J'ai mal partout, la position dans laquelle je suis est inconfortable pour l'un de mes poignets blessés. Pourtant je reste immobile, serré contre Will et m'enivre de l'arôme de sa peau. Malgré la douleur, je ne souhaiterais bouger pour rien au monde parce que ma place est là, dans ses bras. Peu importe où je suis, s'il est avec moi, je me sens chez-moi.

J'ai failli mourir...

En y songeant, je me dis que c'était une grosse erreur.

J'ai fait souffrir Will et la culpabilité ne me quitte pas. Je pense à Loli qui doit être morte de peur. Simona doit se faire un sang d'encre et Bérénice... et bien je ne sais pas et je n'ai pas forcement envie de le savoir.

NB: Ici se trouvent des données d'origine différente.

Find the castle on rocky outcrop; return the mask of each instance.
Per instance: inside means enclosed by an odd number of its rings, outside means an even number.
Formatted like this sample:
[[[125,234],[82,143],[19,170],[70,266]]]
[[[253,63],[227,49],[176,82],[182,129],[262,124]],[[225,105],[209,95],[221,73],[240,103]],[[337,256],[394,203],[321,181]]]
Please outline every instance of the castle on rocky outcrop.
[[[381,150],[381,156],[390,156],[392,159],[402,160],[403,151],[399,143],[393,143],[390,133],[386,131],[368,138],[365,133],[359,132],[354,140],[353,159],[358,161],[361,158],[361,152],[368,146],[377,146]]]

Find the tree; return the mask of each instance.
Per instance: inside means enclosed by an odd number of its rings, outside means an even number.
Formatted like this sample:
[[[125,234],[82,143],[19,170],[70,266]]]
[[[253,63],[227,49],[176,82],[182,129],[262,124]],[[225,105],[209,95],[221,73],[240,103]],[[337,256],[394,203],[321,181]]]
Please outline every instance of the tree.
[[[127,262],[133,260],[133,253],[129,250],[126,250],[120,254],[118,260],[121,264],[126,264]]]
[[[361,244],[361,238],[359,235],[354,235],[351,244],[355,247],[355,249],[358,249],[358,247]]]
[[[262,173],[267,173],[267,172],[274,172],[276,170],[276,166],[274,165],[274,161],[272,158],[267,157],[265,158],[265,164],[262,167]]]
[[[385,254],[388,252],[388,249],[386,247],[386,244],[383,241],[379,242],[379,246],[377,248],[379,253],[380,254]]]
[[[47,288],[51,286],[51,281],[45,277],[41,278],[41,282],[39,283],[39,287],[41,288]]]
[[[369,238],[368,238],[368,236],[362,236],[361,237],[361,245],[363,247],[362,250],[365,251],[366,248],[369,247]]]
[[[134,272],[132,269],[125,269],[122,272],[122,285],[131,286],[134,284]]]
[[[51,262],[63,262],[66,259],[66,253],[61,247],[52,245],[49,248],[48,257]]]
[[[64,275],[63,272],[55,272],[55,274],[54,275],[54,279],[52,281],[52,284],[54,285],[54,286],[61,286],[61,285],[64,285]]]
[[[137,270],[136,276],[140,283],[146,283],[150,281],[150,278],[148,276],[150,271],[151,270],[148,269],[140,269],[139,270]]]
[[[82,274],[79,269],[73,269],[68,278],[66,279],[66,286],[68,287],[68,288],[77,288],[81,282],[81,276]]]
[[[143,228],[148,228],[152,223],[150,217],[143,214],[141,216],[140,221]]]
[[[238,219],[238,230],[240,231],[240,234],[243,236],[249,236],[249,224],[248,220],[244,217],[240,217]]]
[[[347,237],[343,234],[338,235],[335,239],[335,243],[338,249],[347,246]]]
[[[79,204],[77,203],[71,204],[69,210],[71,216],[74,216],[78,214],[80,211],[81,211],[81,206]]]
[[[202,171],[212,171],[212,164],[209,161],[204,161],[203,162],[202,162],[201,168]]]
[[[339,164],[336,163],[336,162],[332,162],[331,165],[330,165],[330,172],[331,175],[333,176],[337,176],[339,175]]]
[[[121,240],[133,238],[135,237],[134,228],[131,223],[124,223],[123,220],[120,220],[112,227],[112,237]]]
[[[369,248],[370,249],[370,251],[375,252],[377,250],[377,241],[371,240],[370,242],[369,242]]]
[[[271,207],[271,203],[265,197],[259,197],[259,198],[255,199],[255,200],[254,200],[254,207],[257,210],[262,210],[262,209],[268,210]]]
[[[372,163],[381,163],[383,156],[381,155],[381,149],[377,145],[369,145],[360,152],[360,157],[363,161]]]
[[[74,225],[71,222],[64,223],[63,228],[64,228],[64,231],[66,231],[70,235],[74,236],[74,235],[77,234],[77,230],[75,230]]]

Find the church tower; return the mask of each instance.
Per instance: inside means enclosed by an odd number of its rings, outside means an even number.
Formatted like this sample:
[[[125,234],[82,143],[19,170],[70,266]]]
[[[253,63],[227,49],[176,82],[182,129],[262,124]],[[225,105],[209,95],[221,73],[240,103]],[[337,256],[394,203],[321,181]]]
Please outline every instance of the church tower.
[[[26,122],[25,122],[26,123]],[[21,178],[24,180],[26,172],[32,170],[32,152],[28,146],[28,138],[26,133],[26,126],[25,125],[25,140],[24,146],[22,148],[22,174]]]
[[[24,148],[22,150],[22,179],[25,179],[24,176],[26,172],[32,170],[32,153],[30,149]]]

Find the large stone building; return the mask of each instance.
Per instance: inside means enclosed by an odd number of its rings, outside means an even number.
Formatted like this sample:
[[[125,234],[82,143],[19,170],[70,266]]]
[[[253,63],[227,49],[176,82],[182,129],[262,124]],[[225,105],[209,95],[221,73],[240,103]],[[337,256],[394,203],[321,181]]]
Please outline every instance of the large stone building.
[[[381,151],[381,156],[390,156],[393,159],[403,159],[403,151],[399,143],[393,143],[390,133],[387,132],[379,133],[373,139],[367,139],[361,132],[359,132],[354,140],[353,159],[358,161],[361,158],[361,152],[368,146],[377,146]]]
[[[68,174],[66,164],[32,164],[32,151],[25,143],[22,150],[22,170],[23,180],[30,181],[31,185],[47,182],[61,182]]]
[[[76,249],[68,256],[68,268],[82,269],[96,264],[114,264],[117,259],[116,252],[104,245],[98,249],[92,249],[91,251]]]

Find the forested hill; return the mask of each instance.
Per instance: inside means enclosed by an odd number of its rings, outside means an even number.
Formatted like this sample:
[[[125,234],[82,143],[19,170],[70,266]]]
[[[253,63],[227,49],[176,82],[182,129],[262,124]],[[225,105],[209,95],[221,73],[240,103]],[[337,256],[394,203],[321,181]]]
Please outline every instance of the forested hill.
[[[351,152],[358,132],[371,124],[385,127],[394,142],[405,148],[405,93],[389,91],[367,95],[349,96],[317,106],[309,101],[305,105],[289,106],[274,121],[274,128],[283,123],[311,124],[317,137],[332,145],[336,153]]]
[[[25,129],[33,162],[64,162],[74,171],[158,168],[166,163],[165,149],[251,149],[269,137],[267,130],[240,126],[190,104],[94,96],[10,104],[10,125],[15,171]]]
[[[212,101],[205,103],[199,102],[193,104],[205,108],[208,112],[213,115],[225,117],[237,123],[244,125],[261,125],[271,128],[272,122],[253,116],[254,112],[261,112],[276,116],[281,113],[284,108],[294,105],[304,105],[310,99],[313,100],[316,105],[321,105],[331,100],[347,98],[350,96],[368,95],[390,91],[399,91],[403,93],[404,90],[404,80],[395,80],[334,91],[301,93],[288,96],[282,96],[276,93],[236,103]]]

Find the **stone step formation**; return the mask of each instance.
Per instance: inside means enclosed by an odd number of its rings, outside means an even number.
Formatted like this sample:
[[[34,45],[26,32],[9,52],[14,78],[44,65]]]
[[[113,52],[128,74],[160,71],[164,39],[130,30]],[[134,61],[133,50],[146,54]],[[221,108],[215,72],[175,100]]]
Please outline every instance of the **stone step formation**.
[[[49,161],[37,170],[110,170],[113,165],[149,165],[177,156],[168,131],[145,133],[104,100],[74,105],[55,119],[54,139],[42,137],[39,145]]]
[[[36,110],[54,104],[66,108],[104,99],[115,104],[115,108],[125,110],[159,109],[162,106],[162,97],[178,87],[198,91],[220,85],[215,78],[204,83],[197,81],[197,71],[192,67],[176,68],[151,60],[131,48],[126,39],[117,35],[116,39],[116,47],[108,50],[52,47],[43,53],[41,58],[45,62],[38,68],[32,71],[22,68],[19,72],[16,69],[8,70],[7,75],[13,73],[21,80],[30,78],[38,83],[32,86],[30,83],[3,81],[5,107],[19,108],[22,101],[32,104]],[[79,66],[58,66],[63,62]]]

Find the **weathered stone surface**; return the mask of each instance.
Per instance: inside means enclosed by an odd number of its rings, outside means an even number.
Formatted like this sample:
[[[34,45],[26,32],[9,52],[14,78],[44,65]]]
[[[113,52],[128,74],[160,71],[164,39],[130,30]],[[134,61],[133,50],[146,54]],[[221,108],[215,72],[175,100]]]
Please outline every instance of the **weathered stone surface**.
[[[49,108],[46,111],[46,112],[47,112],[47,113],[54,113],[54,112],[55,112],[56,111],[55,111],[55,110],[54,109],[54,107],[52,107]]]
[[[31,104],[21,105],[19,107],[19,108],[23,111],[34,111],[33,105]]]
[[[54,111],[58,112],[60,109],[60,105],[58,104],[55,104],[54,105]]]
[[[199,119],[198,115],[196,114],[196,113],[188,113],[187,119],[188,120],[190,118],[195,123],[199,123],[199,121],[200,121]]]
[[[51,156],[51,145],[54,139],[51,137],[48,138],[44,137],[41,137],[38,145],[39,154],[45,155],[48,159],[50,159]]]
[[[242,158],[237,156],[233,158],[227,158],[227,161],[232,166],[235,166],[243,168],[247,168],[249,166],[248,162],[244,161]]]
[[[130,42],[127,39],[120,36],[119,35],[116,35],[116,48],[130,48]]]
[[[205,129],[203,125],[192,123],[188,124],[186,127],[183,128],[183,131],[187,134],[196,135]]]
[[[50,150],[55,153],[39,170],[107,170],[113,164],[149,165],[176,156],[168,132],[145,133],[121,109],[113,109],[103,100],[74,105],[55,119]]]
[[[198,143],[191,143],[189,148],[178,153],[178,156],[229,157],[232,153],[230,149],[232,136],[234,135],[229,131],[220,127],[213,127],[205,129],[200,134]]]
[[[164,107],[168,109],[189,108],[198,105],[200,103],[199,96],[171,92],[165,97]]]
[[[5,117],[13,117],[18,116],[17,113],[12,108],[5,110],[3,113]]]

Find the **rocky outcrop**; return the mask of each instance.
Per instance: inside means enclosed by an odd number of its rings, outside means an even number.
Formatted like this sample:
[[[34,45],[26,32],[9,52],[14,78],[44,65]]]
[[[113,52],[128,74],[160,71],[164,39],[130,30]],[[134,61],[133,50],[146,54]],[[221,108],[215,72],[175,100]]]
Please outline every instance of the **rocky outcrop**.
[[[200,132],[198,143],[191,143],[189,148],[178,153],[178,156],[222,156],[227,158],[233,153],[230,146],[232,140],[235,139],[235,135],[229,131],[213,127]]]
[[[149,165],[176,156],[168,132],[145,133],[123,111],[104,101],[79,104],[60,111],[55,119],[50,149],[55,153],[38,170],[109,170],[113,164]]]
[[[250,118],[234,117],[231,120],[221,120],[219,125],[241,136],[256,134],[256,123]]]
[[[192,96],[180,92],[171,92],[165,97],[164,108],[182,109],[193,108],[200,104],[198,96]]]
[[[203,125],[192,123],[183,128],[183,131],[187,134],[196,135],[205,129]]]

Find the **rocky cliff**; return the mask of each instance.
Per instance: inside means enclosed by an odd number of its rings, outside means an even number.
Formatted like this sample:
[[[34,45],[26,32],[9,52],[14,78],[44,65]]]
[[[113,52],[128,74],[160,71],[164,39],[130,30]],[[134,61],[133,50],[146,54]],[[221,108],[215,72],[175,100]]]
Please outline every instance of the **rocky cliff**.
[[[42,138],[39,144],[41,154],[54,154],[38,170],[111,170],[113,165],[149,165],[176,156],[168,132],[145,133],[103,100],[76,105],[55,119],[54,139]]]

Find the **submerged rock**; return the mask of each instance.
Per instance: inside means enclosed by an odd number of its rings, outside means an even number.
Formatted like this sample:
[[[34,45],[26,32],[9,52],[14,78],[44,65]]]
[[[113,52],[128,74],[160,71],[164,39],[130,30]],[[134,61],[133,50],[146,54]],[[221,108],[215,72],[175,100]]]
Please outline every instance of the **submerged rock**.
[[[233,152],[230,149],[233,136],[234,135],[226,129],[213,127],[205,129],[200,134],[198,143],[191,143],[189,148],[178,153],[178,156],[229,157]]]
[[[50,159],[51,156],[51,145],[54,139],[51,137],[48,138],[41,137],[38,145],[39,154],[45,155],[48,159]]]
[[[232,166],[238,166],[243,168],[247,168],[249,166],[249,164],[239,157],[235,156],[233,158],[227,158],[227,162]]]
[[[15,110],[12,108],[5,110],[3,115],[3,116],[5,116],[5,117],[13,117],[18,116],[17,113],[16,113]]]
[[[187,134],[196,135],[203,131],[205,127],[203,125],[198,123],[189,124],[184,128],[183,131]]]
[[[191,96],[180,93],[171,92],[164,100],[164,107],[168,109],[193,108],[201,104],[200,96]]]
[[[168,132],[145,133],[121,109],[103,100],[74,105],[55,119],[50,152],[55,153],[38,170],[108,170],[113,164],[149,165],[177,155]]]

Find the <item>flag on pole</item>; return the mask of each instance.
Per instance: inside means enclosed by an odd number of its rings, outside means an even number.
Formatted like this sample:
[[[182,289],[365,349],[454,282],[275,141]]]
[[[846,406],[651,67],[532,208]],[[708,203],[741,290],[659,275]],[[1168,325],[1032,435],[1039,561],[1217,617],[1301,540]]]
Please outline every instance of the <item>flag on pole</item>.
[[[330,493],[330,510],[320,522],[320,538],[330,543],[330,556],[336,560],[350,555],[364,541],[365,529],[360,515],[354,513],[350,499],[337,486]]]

J'ai la rage en moi, une haine bouillonnante dans les entrailles. Noah Carter est une enflure et il va payer pour ça. Il a profité de moi, il a attendu que je sois à terre pour me porter le coup qu'il pensait sûrement fatal en lisant mon journal. Je n'ai pas encore tiré ma révérence. Je suis tombé, certes, mais Will va m'aider à me relever. J'en suis persuadé, je le vois dans son océan tempétueux, il ne me laissera pas me noyer. Pour le moment mes démons se taisent. Je sais qu'ils reviendront, sûrement plus vite que je l'espère mais je ne les autoriserai pas à me dominer, pas encore une fois. Non, pas si c'est pour de nouveau faire du mal aux gens que j'aime. Dans mon sommeil, je me suis aperçu que j'avais plus de raisons de me battre que de baisser les bras. L'amour que je ressens pour Marx est trop rayonnant pour que je me contraigne à l'abandonner. Je sais que le chemin va être truffé d'embûches, que je vais lutter, souffrir et me perdre encore, mais je ne me laisserai plus abattre. Il mérite que je prenne mon courage à deux mains et que j'affronte ce monde infâme dans lequel j'évolue. Il le faut, je n'ai pas le choix si je veux que mon soleil brille pour moi.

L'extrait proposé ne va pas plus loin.